Vasco runs a slave ship along the Slaver's Coast, port to port, filling his hold a few captives at a time until it is worth the crossing north. He is a competent sailor and a wholly unremarkable man, and that is the point of him. To Vasco the trade is not cruelty or commerce or sin. It is the route he learned, the cargo that pays, and the weather he has to beat. He no more agonizes over what is chained below his deck than a carter agonizes over the weight of his load.
His circuit is the standard one. He works the small extraction ports of the southern coast, takes on Drasnian dwarves from the holding pens, and runs for Divinity Passage by way of the Torgan Passage when the eastern ports are full. To keep the run smooth he pays into the Slavewatch garrison's comfort fund, and in return Tribune Volso's people tell him which ports are accepting cargo, which are temporarily closed, and when the imperial inspectors will be looking. It is an ordinary business expense. Vasco budgets for it the way he budgets for rope.

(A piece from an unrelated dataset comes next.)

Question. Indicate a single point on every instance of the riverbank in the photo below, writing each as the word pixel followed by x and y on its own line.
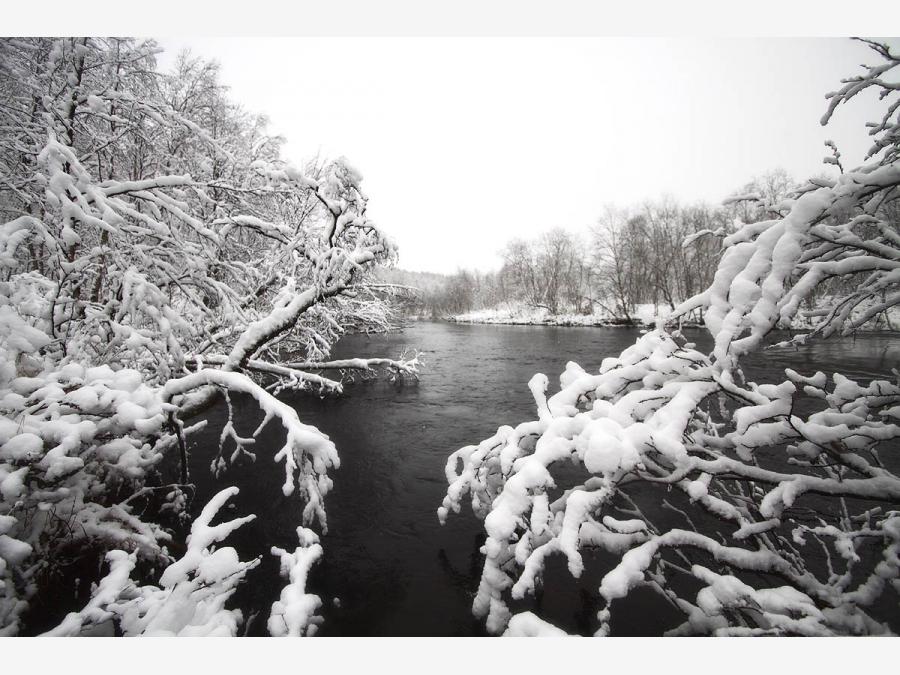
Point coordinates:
pixel 644 315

There is exactly one thing that can make Vasco's voice change, and it is the dragon Agtakkeri. The dark green dragon has sunk two of his ships out from under him, both at dawn, both with the cargo still chained when the water came in. Vasco swam clear twice and watched both holds go down full. He does not call the dragon by name if he can help it. He spits over the rail at first light, every morning he is at sea, and he will not run the northern approaches for any fee Volso could name.
Twice she took my deck out from under my boots. Twice I came up spitting brine with men screaming behind me in the dark, and they were not screaming at me, they were screaming at her. Pay the Tribune all you like. There is no fee that buys you past the Skinning Wind. — Vasco, in a Slaver's Coast dockside tavern
He has never once thought about who drowned in those holds. The two ships were a loss of property and a loss of standing, and the dwarves chained in them do not enter his accounting at all. This is the whole horror of Vasco. He is not a sadist or a zealot. He is a working captain who would be unremarkable in any honest trade, and the trade he happens to work is the worst one on the island. The freed who slip through Agtakkeri's waters bless the dragon for the same dawns that cost Vasco his ships, and he would not understand why anyone would.